El camino hacia el este serpenteaba entre colinas polvorientas y árboles encorvados por el viento. El sol brillaba con fuerza sobre la carreta, y los caballos trotaban con ritmo perezoso. Selene iba sentada en la parte trasera, entre sacos de harina, un canasto de gallinas que cacareaban sin parar y una niña que no paraba de observarla fijamente como si fuera una criatura mitológica.
La familia que la había acogido era, por decirlo suavemente, peculiar.
Estaba Doña Martita, la madre, una mujer pequeña pero de voz tan potente que espantaba a las aves con cada estornudo. Su esposo, Don Honorio, era un señor de bigotes tan largos que se los enrollaba como resortes para no pisárselos al caminar. Tenían cuatro hijos: la pequeña Conchita, que le hacía preguntas imposibles ("¿los dragones tienen ombligo?"), los gemelos Toribio y Tristán, expertos en hacer volar ranas (literalmente, tenían una catapulta), y el mayor, Ángel, que tenía una voz de tenor pero era alérgico a todo: al polvo, al sol, a las emociones fuertes.
El viaje transcurría entre charlas absurdas, frenadas inesperadas ("¡una cabra en el camino!"), y canciones inventadas. Fue en medio de una curva especialmente polvorienta, que apareció la primera sorpresa del día.
—¡Miren quién viene allá! —gritó Doña Martita desde el pescante—. ¡Es Don Pepito!
Un hombre muy delgado, con sombrero ridículamente grande y una flor en la solapa, se acercaba a pie, saludando como si fuera una estrella de teatro.
—¡Hola Don Pepitoooo! —gritaron todos desde la carreta.
—¡Hola Don Joséeee! —respondió Don Pepito, sin dudar.
Selene parpadeó. ¿Don José? ¿Quién era Don José?
No tardó en descubrirlo. Desde detrás de un árbol, apareció otro personaje: rechoncho, con una capa ridícula y un bastón que usaba más para señalar cosas dramáticamente que para apoyarse. Se llamaba Don José, por supuesto, y traía un pollo bajo el brazo como si fuera un objeto sagrado.
—¿Pasó usted por mi casa? —preguntó Don José.
—¡Por su casa yo pasé! —respondió Don Pepito, con una reverencia exagerada.
—¿Vio usted a mi abuela?
—¡A su abuela yo la vi!
—¿Y qué le dijo?
—¡Me dijo Hola!
—¿Y usted qué le dijo?
—¡Le dije Adiós!
Y sin más, se abrazaron como si fueran viejos enemigos reconciliados en una ópera cómica, y se fueron caminando juntos como si nada.
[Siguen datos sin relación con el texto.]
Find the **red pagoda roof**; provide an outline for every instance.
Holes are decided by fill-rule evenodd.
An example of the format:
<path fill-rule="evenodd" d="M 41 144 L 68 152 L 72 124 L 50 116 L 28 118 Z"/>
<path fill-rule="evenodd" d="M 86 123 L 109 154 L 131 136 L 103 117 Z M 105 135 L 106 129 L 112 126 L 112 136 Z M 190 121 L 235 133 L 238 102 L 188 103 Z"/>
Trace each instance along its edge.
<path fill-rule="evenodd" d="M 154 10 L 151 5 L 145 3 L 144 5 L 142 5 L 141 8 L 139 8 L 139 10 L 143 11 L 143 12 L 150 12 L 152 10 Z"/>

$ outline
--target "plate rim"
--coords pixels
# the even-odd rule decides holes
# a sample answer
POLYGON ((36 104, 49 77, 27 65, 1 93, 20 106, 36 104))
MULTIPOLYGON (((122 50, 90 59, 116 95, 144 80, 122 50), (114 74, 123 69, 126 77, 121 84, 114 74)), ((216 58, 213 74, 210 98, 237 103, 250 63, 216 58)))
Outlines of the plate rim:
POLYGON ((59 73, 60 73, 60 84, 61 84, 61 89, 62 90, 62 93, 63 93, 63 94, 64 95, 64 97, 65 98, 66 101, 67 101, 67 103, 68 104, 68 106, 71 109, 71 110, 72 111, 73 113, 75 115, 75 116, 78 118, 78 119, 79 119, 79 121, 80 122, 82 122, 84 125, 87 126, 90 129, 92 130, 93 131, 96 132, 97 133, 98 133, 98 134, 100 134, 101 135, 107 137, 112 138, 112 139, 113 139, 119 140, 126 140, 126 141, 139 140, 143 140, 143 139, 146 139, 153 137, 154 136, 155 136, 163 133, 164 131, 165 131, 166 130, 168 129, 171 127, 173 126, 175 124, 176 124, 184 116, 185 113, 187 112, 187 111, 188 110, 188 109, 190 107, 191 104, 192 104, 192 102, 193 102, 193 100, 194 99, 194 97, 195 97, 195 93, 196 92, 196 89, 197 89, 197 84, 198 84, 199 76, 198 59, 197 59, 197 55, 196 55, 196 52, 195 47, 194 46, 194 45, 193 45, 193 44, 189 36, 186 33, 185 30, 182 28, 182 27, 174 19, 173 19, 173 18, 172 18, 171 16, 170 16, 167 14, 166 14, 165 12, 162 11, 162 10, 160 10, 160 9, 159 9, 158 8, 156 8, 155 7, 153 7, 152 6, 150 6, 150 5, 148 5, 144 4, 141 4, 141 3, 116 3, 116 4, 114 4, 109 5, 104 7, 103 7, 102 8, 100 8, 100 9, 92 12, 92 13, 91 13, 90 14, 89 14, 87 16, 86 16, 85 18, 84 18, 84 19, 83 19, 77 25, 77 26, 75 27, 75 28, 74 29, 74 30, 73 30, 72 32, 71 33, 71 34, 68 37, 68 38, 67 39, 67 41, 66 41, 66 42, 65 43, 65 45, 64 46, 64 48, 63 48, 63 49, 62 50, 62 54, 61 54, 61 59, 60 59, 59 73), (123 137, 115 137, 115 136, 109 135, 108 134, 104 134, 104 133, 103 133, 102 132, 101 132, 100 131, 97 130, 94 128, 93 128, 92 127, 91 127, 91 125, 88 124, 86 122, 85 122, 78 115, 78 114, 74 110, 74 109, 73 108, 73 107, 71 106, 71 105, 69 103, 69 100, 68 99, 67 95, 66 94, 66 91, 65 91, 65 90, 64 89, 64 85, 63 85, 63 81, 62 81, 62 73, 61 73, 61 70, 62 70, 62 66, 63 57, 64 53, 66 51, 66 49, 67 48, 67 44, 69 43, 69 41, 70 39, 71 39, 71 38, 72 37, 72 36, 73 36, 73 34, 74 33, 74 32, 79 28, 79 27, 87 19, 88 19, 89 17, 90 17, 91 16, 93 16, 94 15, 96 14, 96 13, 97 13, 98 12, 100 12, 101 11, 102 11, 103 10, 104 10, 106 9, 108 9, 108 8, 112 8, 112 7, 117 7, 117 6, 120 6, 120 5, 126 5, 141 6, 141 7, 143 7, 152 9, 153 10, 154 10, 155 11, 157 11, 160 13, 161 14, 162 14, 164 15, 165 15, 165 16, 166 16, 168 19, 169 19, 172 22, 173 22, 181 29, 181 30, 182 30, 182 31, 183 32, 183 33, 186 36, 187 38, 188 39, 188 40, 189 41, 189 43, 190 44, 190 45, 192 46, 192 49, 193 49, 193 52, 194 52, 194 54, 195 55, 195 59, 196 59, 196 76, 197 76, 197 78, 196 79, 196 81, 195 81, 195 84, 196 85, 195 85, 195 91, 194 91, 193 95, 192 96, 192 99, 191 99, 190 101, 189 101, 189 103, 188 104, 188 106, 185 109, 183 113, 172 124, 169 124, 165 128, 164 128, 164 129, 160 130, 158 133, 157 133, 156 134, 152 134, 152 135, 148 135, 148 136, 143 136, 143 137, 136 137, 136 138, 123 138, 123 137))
Selene se quedó con la boca abierta.
—¿Qué fue eso? —preguntó.
—Ah, se pelean todos los martes, se reconcilian todos los jueves —respondió Toribio—. Hoy es jueves.
—¿Y por qué tienen un pollo?
—Es de custodia compartida —dijo Tristán—. Una semana lo tiene uno, una semana el otro.
—Se llama Napoleón —agregó Conchita—. Dice que quiere conquistar el corral entero.
El día siguió con anécdotas ridículas: Doña Martita creyó ver una sirena en el río (era Don Honorio nadando con una red en la cabeza), los gemelos soltaron accidentalmente a las gallinas y una terminó en la cabeza de Selene ("¡ahora eres la reina plumífera!", declararon), y Ángel intentó cantar una canción de amor que terminó en estornudos encadenados que asustaron a los caballos y casi los hacen volcar.
Selene, en medio de ese caos, no podía evitar reír.
Era un alivio. Después de tantas emociones, besos inesperados, trenes perdidos, explosiones y tensiones románticas, estar con esta familia estrambótica era como sumergirse en una canción infantil con olor a pan recién horneado y patas de gallina.
Cuando cayeron las primeras estrellas, hicieron campamento en una llanura con vista al horizonte. Don Honorio sacó su bandoneón, Don Pepito apareció de nuevo con Don José (el pollo esta vez llevaba un sombrero diminuto), y todos cantaron juntos, a coro, mientras Selene se recostaba en unas mantas, la panza llena y el alma ligera.
—Mañana llegamos a la ciudad de los manzanos —dijo Doña Martita—. De ahí, cada quien toma su camino.
Selene asintió. No sabía qué le esperaba. No sabía qué pasaba en el frente. No sabía si Eliot estaba bien, si el general pensaba en ella, o si su viaje la estaba llevando hacia un destino o solo alejándola de lo que amaba.
Pero en ese instante, al mirar el cielo estrellado y escuchar la canción de fondo:
Hola Don Pepito… Hola Don José…
…sintió que, por lo menos por un día, estaba justo donde debía estar.